Em São Paulo, projetos de agroecologia em Marília e de reflorestamento no Rio Paraná comprovam a viabilidade de conciliar produção e preservação ambiental. O Sítio Agroecológico Munay, em Marília, usa um sistema agroflorestal para recuperar solo e aumentar a biodiversidade.
O Sítio Agroecológico Munay, em Marília, desenvolve há mais de quatro anos práticas sustentáveis em uma área de dois hectares. O local abriga mais de oitenta espécies vegetais em um sistema agroflorestal. Segundo Alessandra de Moraes, criadora do projeto, a iniciativa busca mostrar que é possível produzir alimentos enquanto se cuida do solo e se planta árvores nativas, ajudando a fauna.

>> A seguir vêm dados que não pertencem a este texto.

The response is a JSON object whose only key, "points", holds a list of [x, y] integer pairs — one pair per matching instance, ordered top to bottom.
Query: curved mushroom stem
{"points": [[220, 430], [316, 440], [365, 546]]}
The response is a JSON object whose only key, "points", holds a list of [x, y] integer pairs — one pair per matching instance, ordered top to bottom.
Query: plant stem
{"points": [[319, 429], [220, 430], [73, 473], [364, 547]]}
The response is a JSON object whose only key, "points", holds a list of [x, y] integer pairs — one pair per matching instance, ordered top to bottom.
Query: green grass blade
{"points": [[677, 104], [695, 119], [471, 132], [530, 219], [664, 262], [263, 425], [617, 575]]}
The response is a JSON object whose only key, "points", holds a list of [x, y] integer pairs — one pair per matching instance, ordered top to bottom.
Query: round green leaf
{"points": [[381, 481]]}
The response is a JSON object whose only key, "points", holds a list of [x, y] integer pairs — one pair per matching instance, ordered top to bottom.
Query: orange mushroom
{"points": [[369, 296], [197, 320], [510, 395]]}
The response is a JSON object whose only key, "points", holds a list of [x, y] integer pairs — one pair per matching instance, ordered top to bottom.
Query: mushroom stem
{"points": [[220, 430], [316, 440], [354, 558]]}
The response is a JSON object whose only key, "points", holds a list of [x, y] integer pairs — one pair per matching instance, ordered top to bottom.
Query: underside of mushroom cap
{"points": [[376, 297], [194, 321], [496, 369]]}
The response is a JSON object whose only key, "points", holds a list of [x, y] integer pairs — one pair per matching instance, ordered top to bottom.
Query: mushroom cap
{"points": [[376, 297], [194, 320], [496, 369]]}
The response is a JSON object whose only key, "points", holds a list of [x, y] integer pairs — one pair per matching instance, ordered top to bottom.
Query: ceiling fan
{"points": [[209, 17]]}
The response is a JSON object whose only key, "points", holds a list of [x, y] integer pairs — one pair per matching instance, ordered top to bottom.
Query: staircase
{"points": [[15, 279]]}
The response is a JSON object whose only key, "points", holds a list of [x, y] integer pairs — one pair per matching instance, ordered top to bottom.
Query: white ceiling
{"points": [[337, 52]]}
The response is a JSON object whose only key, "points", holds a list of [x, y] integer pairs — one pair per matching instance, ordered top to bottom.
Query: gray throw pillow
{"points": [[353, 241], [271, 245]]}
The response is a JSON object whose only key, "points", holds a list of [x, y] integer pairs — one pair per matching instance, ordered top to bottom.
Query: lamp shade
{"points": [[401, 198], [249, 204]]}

Outro trabalho de restauração ocorre no oeste paulista, em Presidente Epitácio. Lá, projetos buscam proteger as margens do Rio Paraná. A Associação em Defesa do Rio Paraná, Afluentes e Mata Ciliar (Apoena) cultiva quase sessenta e cinco espécies nativas em seu viveiro, com cerca de duzentos mil mudas em produção. O ambientalista Djalma Welffort declarou que áreas antes pastagens degradadas hoje apresentam floresta, atraindo fauna e melhorando o clima.
A palmeira buriti é destaque na recuperação de áreas degradadas. O biólogo William Takata explicou que a espécie serve como fonte de alimento e abrigo para diversos animais. A restauração da vegetação também permite o retorno de espécies silvestres, como onças-pardas e tamanduás-bandeira, demonstrando o resultado do modelo ambiental.